By Dr. Amy R. Littlefield


Learning cannot occur without motivating student engagement.

Throughout my career in education, that one sentence has held true. Fostering engagement in school is particularly difficult when students possess executive functioning and learning challenges. Therefore, teachers and parents should be mindful of the engagement piece as we educate our students. WRUS strives to create such an educational environment for its students.


a high school student engaging in a classroom presentation

So What Is Motivation?

According to the Self-Determination Model of Deci and Ryan (2000), motivation consists of three components, which are the human needs for competence, autonomy, and relatedness. Competence is the feeling that you can do something. Autonomy is the feeling of being in control. Relatedness is the feeling of belonging and community. At WRUS, teachers consistently weave in activities and practices that foster motivation in our students.
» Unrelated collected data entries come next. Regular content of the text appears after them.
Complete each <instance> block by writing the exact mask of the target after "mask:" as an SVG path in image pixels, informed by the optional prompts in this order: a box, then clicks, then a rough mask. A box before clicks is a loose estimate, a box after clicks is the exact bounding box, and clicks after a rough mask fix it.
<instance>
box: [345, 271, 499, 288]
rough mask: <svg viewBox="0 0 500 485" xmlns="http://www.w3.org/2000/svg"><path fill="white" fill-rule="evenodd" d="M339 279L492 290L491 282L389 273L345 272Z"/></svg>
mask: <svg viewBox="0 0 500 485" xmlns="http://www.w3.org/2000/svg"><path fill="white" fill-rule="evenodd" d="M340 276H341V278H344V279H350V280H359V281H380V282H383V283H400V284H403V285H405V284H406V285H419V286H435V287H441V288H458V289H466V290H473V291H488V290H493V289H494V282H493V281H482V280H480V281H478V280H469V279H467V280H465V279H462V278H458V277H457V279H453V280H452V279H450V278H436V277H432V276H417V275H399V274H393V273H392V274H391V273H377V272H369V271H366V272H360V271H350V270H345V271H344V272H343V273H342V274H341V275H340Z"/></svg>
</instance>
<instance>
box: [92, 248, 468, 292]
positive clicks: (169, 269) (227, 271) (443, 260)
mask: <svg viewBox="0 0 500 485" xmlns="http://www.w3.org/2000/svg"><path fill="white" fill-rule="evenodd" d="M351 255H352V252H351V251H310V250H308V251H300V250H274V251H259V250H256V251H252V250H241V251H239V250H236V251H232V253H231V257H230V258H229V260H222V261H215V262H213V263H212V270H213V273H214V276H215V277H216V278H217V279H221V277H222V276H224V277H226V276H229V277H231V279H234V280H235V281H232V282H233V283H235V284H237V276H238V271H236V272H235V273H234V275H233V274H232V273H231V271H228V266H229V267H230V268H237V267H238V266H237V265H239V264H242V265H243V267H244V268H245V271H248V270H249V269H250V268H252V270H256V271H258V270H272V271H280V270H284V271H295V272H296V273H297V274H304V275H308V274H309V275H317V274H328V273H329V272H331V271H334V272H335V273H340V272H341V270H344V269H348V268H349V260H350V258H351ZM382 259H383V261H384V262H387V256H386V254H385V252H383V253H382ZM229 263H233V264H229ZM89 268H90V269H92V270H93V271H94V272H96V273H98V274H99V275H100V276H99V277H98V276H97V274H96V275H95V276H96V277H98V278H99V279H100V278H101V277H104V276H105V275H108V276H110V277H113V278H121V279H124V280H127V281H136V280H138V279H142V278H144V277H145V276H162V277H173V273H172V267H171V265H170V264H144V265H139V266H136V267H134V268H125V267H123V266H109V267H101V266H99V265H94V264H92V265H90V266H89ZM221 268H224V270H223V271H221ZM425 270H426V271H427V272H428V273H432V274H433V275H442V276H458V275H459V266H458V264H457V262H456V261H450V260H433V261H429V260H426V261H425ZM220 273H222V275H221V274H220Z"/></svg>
So What Does Motivation Look Like In A Classroom?

Competence develops with greater ease when students receive praise for and support for incremental progress, encouraging students to successfully move forward to the next level of skill. Vygotzgy’s Zone of Proximal Development (1978) considers the gap between a student’s measured intellectual development and their level of potential development with the addition of classroom supports. When used effectively, assignment modifications and scaffolding provide students with a challenge, but not to the extent that they get frustrated and stop. Teacher scaffolding at WRUS is designed to meet each student where they are and help them get to the next level. When a student feels competent, they are willing to take more risks and move forward.


Autonomy is demonstrated at WRUS when teachers provide choices for students that encourage them to feel like they are in control of their learning. For example, this can include choice of topic, text, writing prompt, problems, or product format. Choice of final assessments or projects is especially engaging for students like those at WRUS, as it allows them to demonstrate their unique interests and talents. Some students may choose to write, while others might create a model, a game, a podcast, or a video to demonstrate what they know about their chosen topic.


Finally, relatedness is instrumental to the culture of WRUS as we work to build a strong school community. Relatedness is cultivated in the classroom through collaboration in activities and projects, along with exploring a topic in depth as a class. It is also fostered through peer mentoring, which builds trust. A secondary outcome of incorporating relatedness into curriculum is the building of social skills, a vital need for our population, especially in a post-pandemic world. Student feelings of belongingness are instrumental to classroom success and student happiness.


So What Is Student Engagement And How Is It Related To Motivation?

According to Able and Fraumeni (2019), engagement is “a condition of emotional, social, and intellectual readiness to learn characterized by curiosity, participation, and the drive to learn more.” Therefore, an environment for student engagement is created when students feel competent, autonomous, and are a part of a community. Throughout its classrooms and beyond, WRUS nurtures and cultivates engagement in the learning process in order to encourage independence and celebrate the uniqueness of its learners.


 


Ryan, Richard M., & Edward L. Deci. “Self-Determination Theory and the Facilitation of Intrinsic Motivation, Social Development, and Well-Being”. American Psychologist, January 2000.


Vygotsky, L. S. Mind in Society: Development of Higher Psychological Processes. Edited by Michael Cole, Vera Jolm-Steiner, Sylvia Scribner, and Ellen Souberman. Harvard University Press, 1978.


Abla, C., & Brittney R. Fraumeni. “Student Engagement: Evidence-based Strategies to Boost Academic and Socialemotional Results”. McREL International, 2019.